Your Data

eDSM (Enhanced Data Sharing Model)

Today, electronic records are kept in all the places where you receive healthcare. These NHS Care Services can usually only share information from your records by letter, email, fax or phone. 

At times, this can slow down your treatment and mean information is hard to access. 

Here at Larwood Health Partnership, we use a computer system called SystmOne that allows the sharing of full electronic records across different NHS Care Services. 

We are telling you about this as you have a choice to make about how we share information about your care from your electronic patient record. 

You can choose to share or not to share your electronic GP record with other NHS Care Services. 

So, what are the benefits of you sharing your health care record? 

Faster access to your medical information

Patient care can be supported by healthcare staff much more easily.

You may not be required to repeat information to different NHS staff treating you. For example, healthcare staff who are involved in your care will be able to access your medical history immediately, enabling them to plan your care more efficiently.

We are now moving to an ‘OPT OUT’ model, which means your records will automatically be shared with other healthcare professionals unless you ‘OPT OUT’.

This means that your information will be available to healthcare professionals outside the practice that are providing care to you for example Out of hours, district nurses, community matrons.

If you are not in a position to give consent, they will make a clinical decision as to whether it is in your best interests for them to access this information.

If any other healthcare professionals feel it appropriate to look at your GP records, they should always ask for your consent.

The information they need may be your allergies / sensitivities or your current repeat medications.

For more information about information sharing please pick up a leaflet and consent form from reception.

Care Data

How information about you helps us to provide better care.

Confidential information from your medical records can be used by the NHS to improve the services offered so we can provide the best possible care for everyone.

This information along with your postcode and NHS number (but not your name) is sent to a secure system where it can be linked to other health information. This allows those planning NHS services or carrying out medical research to use information from different parts of the NHS in a way that does not identify you.

If you are happy for your information to be used in this way you do not have to do anything.  If you have any concerns or wish to prevent this from happening, please speak to practice staff or ask at reception for a copy of the leaflet ‘How information about you helps us to provide better care’.

More information can be found here www.nhs.uk/caredata.

Amending My Record

Health and care organisations make every effort to keep your records accurate. However, occasionally information may need to be amended about you or your care.

If you think that the health or care information in your records is factually inaccurate, you have a legal right to ask for your records to be amended. For instance, you can ask for your home address to be changed because you moved house. You may also ask for something you feel has been inaccurately recorded, such as a diagnosis, to be corrected. However, it may not be possible to agree to your request.

A request can be made either by speaking to staff or in writing. You may need to provide evidence of the correct details, for example proof of address or change of surname after marriage. The organisation will then consider the request and consult with the person responsible for entering/providing the information.  Where organisations agree to make a change, they should make it as soon as practically possible, but in any event within one month.  If the person responsible for entering/providing the information has since left the Practice, it may not be possible to amend the information, but the Practice will be able to record a comment or entry in the record to show that you disagree with the content and what you think it should say.

Sometimes, you may disagree with information written in your record, but the information could still be factually correct. For example, you may disagree with a diagnosis you were given in the past. Whilst you can still ask the organisation to amend the entry that you feel is inaccurate, an organisation should not change it if the health and care professional believes it is factually correct. There are exceptions to this, for example, where there is a court order.

In cases where all parties agree that the information is inaccurate, it may still be necessary to retain the information. For example, health and care professionals may have taken the information into consideration when making decisions about treatment or care. This information would therefore be needed to justify and explain health and treatment decisions or to audit the quality of care received. Again, in these circumstances you can request for a comment or entry to be made in the record to show that you disagree with the content and what you think it should say.

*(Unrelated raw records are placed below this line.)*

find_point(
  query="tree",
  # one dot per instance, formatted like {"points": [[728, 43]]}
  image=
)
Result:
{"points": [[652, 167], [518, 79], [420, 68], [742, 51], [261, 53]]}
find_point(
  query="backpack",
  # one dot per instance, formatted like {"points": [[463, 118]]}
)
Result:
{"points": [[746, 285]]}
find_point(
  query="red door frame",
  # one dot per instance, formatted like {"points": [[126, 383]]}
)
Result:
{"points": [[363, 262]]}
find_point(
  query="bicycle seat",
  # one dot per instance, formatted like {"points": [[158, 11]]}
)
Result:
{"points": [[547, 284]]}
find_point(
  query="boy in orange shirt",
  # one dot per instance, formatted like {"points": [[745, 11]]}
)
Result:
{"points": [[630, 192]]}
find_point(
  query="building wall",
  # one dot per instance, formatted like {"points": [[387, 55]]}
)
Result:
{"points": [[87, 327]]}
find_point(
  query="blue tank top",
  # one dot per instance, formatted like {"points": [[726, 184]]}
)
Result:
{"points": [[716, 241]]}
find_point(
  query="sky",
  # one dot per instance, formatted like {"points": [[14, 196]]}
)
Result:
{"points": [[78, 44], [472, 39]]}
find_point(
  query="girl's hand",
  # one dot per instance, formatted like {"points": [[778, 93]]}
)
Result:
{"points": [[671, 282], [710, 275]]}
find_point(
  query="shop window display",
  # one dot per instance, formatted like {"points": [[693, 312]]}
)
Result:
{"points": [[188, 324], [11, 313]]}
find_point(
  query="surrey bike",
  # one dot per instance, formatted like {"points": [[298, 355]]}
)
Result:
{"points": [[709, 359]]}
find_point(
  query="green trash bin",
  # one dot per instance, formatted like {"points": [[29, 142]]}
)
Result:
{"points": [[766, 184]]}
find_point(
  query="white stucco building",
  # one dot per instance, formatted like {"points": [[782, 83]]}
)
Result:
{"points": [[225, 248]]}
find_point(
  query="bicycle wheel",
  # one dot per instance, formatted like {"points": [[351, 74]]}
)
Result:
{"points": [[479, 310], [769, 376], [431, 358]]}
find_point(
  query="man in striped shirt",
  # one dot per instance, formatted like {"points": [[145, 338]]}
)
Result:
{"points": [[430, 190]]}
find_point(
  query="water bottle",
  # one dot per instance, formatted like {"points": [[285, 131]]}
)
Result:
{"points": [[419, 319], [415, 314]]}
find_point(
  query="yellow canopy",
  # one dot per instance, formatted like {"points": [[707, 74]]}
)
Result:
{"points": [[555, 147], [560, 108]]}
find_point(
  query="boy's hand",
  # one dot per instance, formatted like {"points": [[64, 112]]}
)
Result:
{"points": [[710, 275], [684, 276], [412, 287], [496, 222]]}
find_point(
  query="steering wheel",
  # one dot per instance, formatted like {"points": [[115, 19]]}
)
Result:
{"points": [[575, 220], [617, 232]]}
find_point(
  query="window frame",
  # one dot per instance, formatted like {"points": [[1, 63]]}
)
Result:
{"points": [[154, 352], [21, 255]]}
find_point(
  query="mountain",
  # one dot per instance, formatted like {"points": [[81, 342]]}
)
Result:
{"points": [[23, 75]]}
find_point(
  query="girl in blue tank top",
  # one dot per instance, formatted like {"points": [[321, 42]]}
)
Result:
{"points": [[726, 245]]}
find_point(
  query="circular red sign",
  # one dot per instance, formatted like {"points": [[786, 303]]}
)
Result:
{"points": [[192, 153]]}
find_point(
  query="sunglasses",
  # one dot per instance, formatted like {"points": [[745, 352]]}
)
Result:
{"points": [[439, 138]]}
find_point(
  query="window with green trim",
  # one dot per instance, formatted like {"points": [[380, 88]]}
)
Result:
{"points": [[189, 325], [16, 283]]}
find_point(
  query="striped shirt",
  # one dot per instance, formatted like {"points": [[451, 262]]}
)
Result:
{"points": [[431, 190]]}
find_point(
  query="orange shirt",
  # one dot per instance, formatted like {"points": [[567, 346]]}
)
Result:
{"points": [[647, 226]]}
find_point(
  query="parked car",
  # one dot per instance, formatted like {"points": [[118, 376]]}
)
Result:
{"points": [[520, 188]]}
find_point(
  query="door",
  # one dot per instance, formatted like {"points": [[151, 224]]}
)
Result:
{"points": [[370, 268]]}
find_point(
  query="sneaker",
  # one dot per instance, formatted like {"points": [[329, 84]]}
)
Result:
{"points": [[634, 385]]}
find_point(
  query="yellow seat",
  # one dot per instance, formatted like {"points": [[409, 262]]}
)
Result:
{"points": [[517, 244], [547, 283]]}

If you are unhappy with the decision of a health or care organisation to retain information you wish to have deleted there are some steps you can take. In the first instance, you can make a formal complaint through that organisation’s complaints process. If you are unhappy with the outcome of that process then you might consider making a complaint to the Information Commissioner’s Office (ICO) or consider legal action.

If the information you wish to be amended has been made by a different service and not your GP Practice you will need to contact that specific service.